不器用な愛で、意地悪なその唇で。









今日の放課後は、静かだった。

──何故なら千架くんが、教室にはいないから。


…あれからずっと目も合わせてくれなかった。

話しかけてもくれなければ、

見てもくれなかったと思う。

──仕方ないよね。



…どうせ今日だって
ほかの女の子たちと遊ぶんだろう。

でも遊ぶときはいつも
あたしに言って行くのが千架くんだったから。

…もしかして今日は来ないかもしれないけど待っていよう。……そして、謝りたい。

口下手でもいい─千架くんが大好きなんだってちゃんと千架くんに、言ってあげるの。







ガタリ、と何かが動いた音がした。あたしはその音に重いまぶたをふ、っとあげた。


……あれ、寝ちゃってたんだ…あたし。


起き上がり、窓を見る。…もう暗くて時刻は7時。真冬のこの時期は暗くなるのも当然早くて。


…結局千架くんは来てはくれなかった。
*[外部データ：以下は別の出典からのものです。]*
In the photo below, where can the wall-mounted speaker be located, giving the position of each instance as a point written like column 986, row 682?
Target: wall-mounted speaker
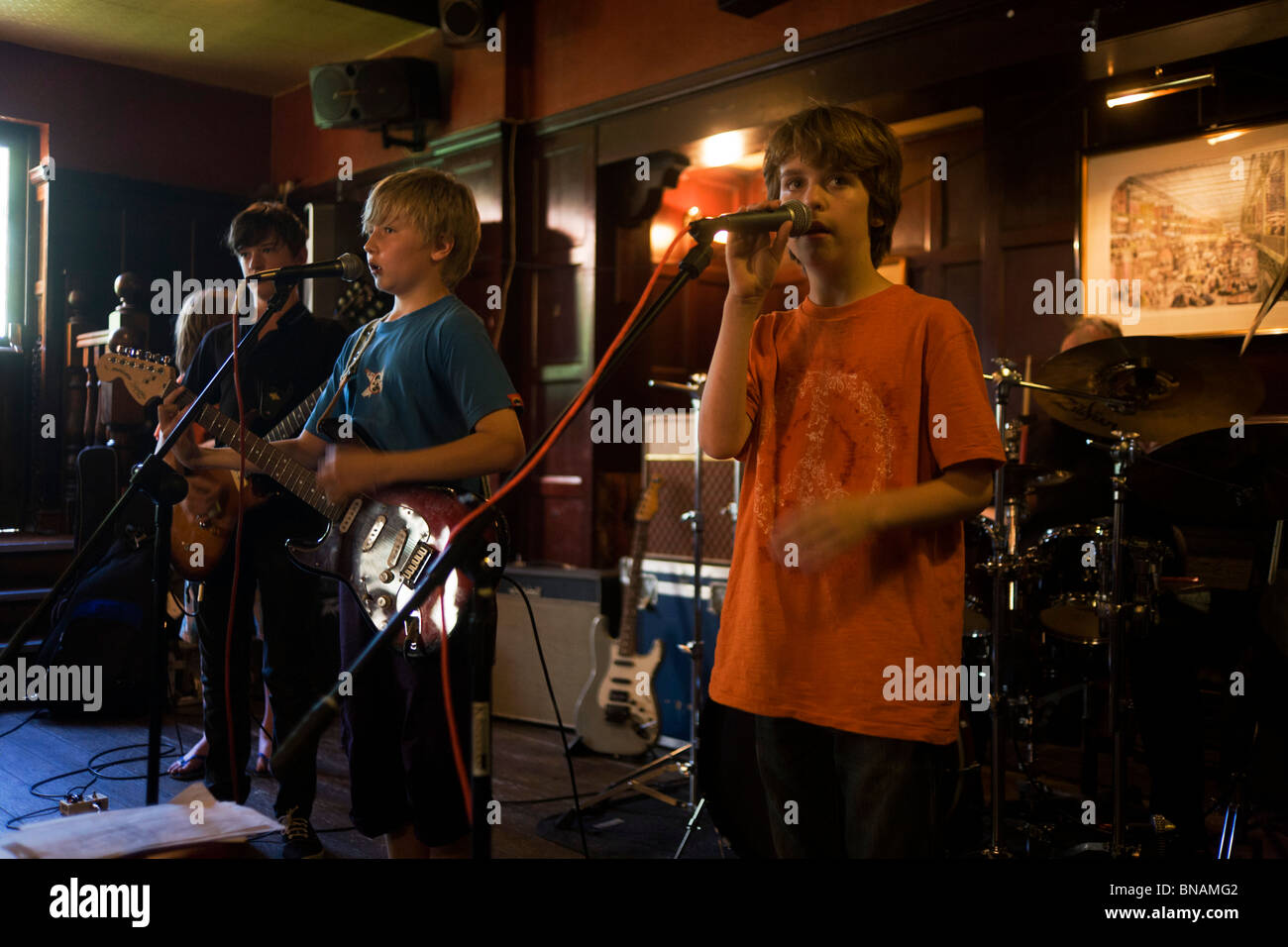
column 465, row 22
column 375, row 91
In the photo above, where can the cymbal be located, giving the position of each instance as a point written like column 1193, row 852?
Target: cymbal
column 1176, row 386
column 1020, row 478
column 1214, row 478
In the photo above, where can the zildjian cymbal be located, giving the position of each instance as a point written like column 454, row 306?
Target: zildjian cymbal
column 1020, row 478
column 1172, row 386
column 1231, row 475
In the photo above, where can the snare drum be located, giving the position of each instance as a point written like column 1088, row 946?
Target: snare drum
column 1068, row 564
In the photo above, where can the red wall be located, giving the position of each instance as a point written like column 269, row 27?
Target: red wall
column 583, row 52
column 588, row 51
column 121, row 121
column 308, row 155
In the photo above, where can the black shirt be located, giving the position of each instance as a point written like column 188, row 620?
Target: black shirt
column 284, row 368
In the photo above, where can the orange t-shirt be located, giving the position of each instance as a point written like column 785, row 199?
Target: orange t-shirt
column 874, row 395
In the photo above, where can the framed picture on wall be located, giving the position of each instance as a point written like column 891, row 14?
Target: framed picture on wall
column 1185, row 239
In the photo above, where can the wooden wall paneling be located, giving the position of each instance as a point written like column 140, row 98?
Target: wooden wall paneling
column 1028, row 333
column 563, row 334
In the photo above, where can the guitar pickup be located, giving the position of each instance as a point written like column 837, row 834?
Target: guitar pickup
column 399, row 544
column 349, row 514
column 417, row 558
column 376, row 528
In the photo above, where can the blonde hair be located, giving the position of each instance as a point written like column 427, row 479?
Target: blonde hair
column 201, row 312
column 438, row 206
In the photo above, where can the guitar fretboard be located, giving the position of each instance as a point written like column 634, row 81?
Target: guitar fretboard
column 294, row 423
column 271, row 460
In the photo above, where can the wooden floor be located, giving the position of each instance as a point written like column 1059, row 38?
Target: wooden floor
column 528, row 761
column 529, row 764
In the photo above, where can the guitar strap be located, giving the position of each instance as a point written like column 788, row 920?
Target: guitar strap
column 364, row 341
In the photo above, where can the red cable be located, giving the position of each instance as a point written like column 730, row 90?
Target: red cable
column 579, row 402
column 451, row 715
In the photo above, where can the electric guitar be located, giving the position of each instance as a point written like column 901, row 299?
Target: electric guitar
column 377, row 545
column 213, row 530
column 220, row 492
column 617, row 710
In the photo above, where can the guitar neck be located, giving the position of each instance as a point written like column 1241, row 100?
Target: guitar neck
column 631, row 600
column 271, row 460
column 294, row 423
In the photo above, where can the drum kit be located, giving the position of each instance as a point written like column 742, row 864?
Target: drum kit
column 1175, row 418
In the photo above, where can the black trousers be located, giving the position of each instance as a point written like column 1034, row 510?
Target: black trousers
column 299, row 659
column 833, row 793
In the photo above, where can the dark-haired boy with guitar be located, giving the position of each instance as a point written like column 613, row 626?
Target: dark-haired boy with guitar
column 290, row 361
column 429, row 390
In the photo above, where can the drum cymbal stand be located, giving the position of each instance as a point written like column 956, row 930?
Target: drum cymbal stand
column 1006, row 377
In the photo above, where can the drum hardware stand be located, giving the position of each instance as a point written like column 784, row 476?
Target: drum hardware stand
column 1004, row 571
column 1239, row 779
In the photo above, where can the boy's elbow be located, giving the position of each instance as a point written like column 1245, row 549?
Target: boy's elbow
column 518, row 449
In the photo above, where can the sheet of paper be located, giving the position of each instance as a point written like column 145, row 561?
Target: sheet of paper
column 191, row 818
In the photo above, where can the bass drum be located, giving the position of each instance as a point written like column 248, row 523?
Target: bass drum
column 729, row 780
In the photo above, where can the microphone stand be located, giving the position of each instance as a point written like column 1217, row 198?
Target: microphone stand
column 456, row 554
column 163, row 486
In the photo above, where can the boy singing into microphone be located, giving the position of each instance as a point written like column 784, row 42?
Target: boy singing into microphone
column 430, row 392
column 863, row 423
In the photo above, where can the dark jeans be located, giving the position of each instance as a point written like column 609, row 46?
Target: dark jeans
column 854, row 795
column 299, row 659
column 395, row 732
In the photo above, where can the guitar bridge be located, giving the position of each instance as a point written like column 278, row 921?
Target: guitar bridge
column 351, row 514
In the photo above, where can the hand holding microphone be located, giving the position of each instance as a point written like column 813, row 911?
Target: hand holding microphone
column 752, row 254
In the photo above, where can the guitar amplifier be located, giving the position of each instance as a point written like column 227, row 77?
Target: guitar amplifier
column 565, row 602
column 671, row 536
column 668, row 587
column 669, row 446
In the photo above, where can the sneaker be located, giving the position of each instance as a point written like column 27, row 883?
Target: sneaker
column 299, row 838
そう思いながらも音がした扉の方へと視線を向ける。




「───あ、」

「…まだ、いたのね。」




音は扉の開いた音で、扉を開けたのは──今朝 千架くんと手を繋いで学校に向かった…由佳さん。


なんでココにいるんだろう、そう思った。…千架くんと帰ったんじゃないの?と思うと…少し、妬けた。